Arguments and Analysis
‘What Algeria 1992 can, and cannot, teach us about Egypt 2013' (Hicham Yezza, Open Democracy)
"The key and lasting parallel between the Algerian scenario and the Egyptian one relates to the moral cost of military usurpation of the democratic process. Cancelling elections, like deposing elected leaders, is a deeply wounding experience for a nation's sense of collective self, because it seems to reaffirm, however implicitly, that one segment of the population has a higher moral claim to have its vision, aspirations and desires taken seriously than any other.
As such, it fatally undermines the very social contract and national settlement that forms the basis of any cohesive, popular revolution.
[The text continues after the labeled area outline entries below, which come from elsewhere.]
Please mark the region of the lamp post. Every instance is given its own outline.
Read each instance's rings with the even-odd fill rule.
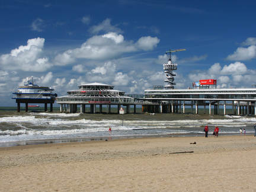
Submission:
[[[121,108],[119,110],[119,114],[124,114],[124,110],[123,108],[121,107]],[[123,116],[122,116],[122,126],[123,126]]]

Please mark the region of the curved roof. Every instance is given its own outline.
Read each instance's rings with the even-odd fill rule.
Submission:
[[[78,86],[95,86],[95,85],[97,85],[97,86],[110,86],[110,87],[113,87],[113,85],[107,85],[107,84],[100,84],[100,83],[97,83],[97,82],[94,82],[94,83],[91,83],[91,84],[81,84],[81,85],[79,85]]]

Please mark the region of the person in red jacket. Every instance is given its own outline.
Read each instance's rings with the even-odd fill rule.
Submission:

I am thinking here of the sense of utter alienation felt by many of those who had voted for the FIS, many of them first time voters after 30 years of abstention, who discovered their country's future was run with only one section of its citizenry -- the ‘good', ‘responsible', ‘acceptable' Algeria -- in mind.
And we see this today in Egypt: while those who support Morsi's ouster are routinely portrayed as authentically representative of the Egyptian revolution and popular will, those who oppose it, no matter how numerous, are reflexively described as mere ‘Morsi or MB supporters'.
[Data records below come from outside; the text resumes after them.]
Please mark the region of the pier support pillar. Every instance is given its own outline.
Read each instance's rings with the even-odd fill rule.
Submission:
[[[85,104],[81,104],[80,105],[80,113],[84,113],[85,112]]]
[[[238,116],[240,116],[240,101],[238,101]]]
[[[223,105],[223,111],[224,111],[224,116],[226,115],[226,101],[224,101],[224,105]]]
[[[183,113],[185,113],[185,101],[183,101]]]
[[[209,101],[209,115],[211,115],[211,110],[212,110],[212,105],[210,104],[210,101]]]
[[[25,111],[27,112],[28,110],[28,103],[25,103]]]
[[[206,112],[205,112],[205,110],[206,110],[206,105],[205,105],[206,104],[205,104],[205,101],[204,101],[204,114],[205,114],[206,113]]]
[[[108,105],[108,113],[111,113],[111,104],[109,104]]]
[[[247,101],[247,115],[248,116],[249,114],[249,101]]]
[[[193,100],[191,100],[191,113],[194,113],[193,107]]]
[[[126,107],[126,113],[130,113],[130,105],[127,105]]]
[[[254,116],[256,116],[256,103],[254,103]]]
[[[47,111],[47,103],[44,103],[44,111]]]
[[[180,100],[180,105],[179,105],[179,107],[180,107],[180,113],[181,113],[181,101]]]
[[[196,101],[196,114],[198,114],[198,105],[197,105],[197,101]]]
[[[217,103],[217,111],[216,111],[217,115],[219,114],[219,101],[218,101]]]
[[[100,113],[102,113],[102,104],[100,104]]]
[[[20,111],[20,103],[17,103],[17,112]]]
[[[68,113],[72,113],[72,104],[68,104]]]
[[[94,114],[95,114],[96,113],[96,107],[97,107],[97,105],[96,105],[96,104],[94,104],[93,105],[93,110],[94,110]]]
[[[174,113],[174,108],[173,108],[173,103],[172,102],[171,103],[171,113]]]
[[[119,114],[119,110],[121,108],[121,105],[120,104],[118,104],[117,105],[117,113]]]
While many of those supporting the coup claim it was a painful option, the spectacle of air shows over the skies of Cairo and helicopters flying Egyptian flags over Tahrir in celebration can only deepen the sense of anger and betrayal felt by the millions of Egyptians who felt there was nothing to celebrate."
‘Egypt's Fault Lines, and its Cartoons' (Jonathan Guyer, The New Yorker)
"The cartoonists of Egypt have been as divided as the rest of the country about the military's removal of President Mohamed Morsi from power on July 3rd.
Until recently, cartoonists at independent newspapers were not shy in depicting the excesses of the military; Morsi and the Muslim Brotherhood appeared as bumblers. In the past week, though, they have been supporting the military, which has arrested dozens of Islamists, with images of Brotherhood cadres armed to the teeth, defying military authority and inciting violence.
To take one example: in January, 2013, the Al-Masry Al-Youm cartoonist Doaa El-Adl drew Morsi at a podium alongside a blank speech bubble that dwarfed him in size. This week, El-Adl repurposed the same cartoon -- with the speech bubble packed with firearms and a grenade.
The cartoonist Shafik Salah said by phone that editors at Freedom and Justice, the daily newspaper of the Muslim Brotherhood's political party, ‘aren't in prison, but they don't have a place' to work -- the offices were shut down by the military. The paper has shrunk from fourteen to eight pages, and editors are also recycling cartoons. In one of Salah's cartoons from April, republished this week, a white bird (labeled ‘the revolution') pops a hole in Mubarak's floating device, marked ‘the counterrevolution.' In a cartoon by Hazem Wahba -- published twice this week -- a mustached man says, to his two bearded friends, ‘Hold out and be strong, brothers. I swear that victory is soon, and don't be sad. God is with us.' In the upper corner of every page of the paper, the words ‘The Legitimate President' are printed."